The tiling of the images and hillside were completed as originally proposed.
PUI2016 Extra Credit Project Proposal
Anthropogenic Impacts found the Bedrock Layer<Dana Karwas, dlk253, dlk253>
Problem Description: Coastal Urban ecosystems are under the constant pressure of natural and man made forces. How much is the bedrock layer effected by urban coastal ecosystems? By identifying patterns at the bedrock layer is it possible to identify urban coastal areas through their bedrock profile? Can an algorithm to measure anthropogenic impacts on urban coastal ecosystems be established by applying visual synthesis and analysis techniques to bedrock models? What can the bedrock tell us about the current state of our coastal cities? Can a metric for human impact be established by looking at the shape and topographic details of the bedrock?
The dataset this that is available and suitable is the Earth 2014 arcmin global topography and relief models from Curtin University. The data includes a global bedrock only layer which is what I would like to start with. It is available as gridded data and degree‐10,800 spherical harmonic. The bedrock (BED) includes Earth`s relief without water and ice masses.
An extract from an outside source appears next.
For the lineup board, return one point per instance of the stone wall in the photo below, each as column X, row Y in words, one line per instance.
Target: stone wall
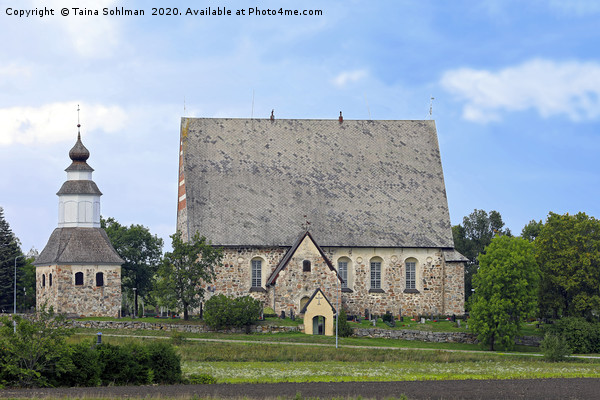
column 87, row 300
column 439, row 285
column 168, row 327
This data was found it in the paper linked below with accompanying data gateway.
Data Source: Western Australian Center for Geodesy, Curtin University Perth
This data is suitable for my questions because it has an isolated bedrock layer for the entire globe. The analysis will be made on three coastal urban cities in the US (New York City, Los Angeles, and New Orleans). I will have to pay close attention to land and ocean stitching and may need to find additional data to fill in data gaps in resolution if needed. I will also need to play close attention to the coordinate system transformation for my datasets. I will look for topographic anomalies by using imaging processing techniques on the shape files. I will establish a search criteria through image processing (histogram matching/analysis) for "man-made" interventions - ultimately leading to machine learning (this is very ambitious, and would be happy if I could just begin to compare a few histograms).
Other data of interest:
1- ETOPO1 (1 arc minute)
2- SRTM30_PLUS (0.5 arc minute ~ 900 meters) and SRTM15_PLUS (0.25 arc minute ~ 450 meters)
The MOLA Mission Experiment Gridded Data Records (MEGDRs) are global topographic maps of Mars
Image processing techniques such as histogram matching could be used as a way to compare the datasets. Finding patterns in the histograms would be one way to begin identifying the impacts.